Pour ces raisons, le 19 mars ne saurait marquer en aucun cas la fin de la guerre d’Algérie, comme la gauche française l’a décidé de façon totalement arbitraire.

Je suis pour la paix et pour la fraternité entre les peuples et entre les hommes. Pour moi, la guerre est la pire des choses. Il faut tout faire pour les éviter et, ensuite, pour réconcilier les ennemis d’hier.

Mais pour faire la paix, il faut être deux à la vouloir et il faut une mémoire objective et honnête. Or l’Algérie refuse de joindre sa main à celle tendue par la France. Or l’Algérie a du passé, une mémoire partiale et sectaire.

L’Algérie de Bouteflika dénonce les crimes de la colonisation et de l’armée françaises, mais ils ne sont rien à côté de l’horreur de ceux commis par le FLN pendant toute la guerre et après. La France n’a aucune repentance à faire à l’Algérie.

Les guerres naissent bien souvent de l’humiliation. J’ai lu quelque part que le général Giap qui a fait tant de mal aux soldats français d’Indochine et qui s’est montré si cruel envers eux, avait perdu sa femme dans les prisons françaises, des suites des tortures qu’elle y avait subies. Ceci explique peut-être cela…

Pour en revenir à la réconciliation de la France et de l’Algérie, elle ne se fera pas, hélas, tant que les autorités algériennes inculqueront la haine de la France à leurs enfants, et ne voudront pas reconnaître les crimes du FLN.

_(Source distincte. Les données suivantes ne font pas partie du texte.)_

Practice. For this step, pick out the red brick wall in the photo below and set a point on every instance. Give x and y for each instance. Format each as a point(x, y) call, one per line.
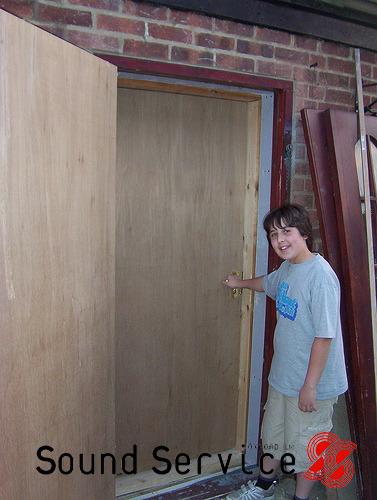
point(324, 72)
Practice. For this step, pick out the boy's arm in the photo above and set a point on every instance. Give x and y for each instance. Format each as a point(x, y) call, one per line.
point(317, 362)
point(234, 281)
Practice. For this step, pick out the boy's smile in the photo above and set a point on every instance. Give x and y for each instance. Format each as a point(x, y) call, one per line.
point(290, 245)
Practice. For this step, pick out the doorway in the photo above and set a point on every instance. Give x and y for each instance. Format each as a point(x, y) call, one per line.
point(188, 165)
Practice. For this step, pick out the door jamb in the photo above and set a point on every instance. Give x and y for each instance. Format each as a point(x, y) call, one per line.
point(281, 143)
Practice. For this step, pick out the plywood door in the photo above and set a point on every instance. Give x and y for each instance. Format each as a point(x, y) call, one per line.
point(57, 207)
point(181, 170)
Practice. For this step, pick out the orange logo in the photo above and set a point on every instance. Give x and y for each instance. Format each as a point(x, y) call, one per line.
point(331, 464)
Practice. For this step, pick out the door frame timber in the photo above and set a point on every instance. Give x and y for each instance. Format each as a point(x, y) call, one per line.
point(280, 164)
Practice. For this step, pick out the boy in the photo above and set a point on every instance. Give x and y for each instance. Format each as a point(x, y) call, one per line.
point(308, 370)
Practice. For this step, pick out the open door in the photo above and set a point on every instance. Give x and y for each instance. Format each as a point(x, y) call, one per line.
point(57, 207)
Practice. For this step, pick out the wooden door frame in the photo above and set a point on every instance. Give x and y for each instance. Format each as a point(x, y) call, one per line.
point(281, 147)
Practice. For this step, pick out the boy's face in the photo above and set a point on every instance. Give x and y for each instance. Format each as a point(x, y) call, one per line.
point(289, 244)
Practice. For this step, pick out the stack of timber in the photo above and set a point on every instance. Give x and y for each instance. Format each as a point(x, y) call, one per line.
point(332, 137)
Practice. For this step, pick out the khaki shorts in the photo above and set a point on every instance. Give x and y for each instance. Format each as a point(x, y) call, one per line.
point(286, 429)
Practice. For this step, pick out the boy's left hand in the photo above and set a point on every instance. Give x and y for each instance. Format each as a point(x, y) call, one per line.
point(307, 399)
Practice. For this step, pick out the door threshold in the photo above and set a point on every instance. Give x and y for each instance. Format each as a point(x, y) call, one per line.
point(149, 483)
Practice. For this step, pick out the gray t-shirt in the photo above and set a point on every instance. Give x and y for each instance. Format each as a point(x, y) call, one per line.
point(307, 299)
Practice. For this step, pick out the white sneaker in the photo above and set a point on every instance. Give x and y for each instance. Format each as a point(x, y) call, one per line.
point(251, 492)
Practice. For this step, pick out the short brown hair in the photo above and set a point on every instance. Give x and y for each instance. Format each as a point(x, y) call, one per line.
point(290, 215)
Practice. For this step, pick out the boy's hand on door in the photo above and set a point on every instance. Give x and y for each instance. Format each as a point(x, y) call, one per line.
point(233, 281)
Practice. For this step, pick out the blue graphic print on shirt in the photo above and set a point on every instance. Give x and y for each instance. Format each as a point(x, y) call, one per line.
point(286, 306)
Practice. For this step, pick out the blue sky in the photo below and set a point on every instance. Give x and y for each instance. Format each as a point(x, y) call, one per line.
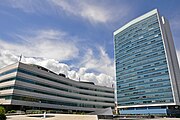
point(73, 36)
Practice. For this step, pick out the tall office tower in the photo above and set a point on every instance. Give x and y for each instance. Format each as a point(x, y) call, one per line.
point(147, 71)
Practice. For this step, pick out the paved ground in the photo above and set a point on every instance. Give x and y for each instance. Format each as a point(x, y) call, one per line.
point(56, 117)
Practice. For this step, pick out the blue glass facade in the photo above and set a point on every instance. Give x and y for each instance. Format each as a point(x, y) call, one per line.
point(142, 74)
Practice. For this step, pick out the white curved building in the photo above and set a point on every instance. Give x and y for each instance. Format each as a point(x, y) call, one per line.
point(24, 86)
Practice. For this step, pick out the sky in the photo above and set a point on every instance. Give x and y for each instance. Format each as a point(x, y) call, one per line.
point(74, 37)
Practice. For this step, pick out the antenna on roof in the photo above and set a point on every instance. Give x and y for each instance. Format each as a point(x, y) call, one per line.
point(20, 57)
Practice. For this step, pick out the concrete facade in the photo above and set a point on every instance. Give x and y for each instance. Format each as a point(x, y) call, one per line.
point(32, 86)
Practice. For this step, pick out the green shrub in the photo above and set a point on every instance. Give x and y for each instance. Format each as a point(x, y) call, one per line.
point(2, 110)
point(2, 117)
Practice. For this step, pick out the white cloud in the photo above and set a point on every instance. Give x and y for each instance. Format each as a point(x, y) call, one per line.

La France et l’Allemagne présentent une mémoire apaisée, sereine et sans passion, sur les drames qui les ont déchirés au cours des deux dernières guerres.

L’Algérie et la France parviendront-elles un jour au même apaisement, à la même sérénité ? Je le souhaite ardemment, mais ce n’est pas en falsifiant l’Histoire et en prenant le 19 mars 1962 comme date de fin de la guerre, qu’elles y parviendront.

Une pensée pour les victimes du général Giap

M. Laurent Fabius a rendu un vibrant hommage au général Giap qui vient de mourir à 102 ans. Je regrette qu’il n’ait pas eu un mot pour toutes les victimes de cet homme.

Communiste, le général Giap n’accordait aucun prix à la vie humaine, que ce soit celle de ses hommes ou celle de ses adversaires.

Les prisonniers et les blessés de Diên Biên Phu connurent un calvaire aussi affreux – et même pire – que les victimes des camps de concentrations nazis.

Sur près de 11 000 combattants capturés à Dien Bien Phu, seuls 3.200, réduits à l’état de squelettes, seront rendus à leur famille quatre mois plus tard. Plus de 70 % perdirent la vie en captivité et dans quelles conditions ! Cela aussi, c’est le général Giap !

Certes, il faut aller de l’avant, il faut tout faire pour rapprocher les hommes et les peuples, mais on n’a pas le droit d’oublier de tels crimes, surtout quand on est ministre des Affaires étrangères.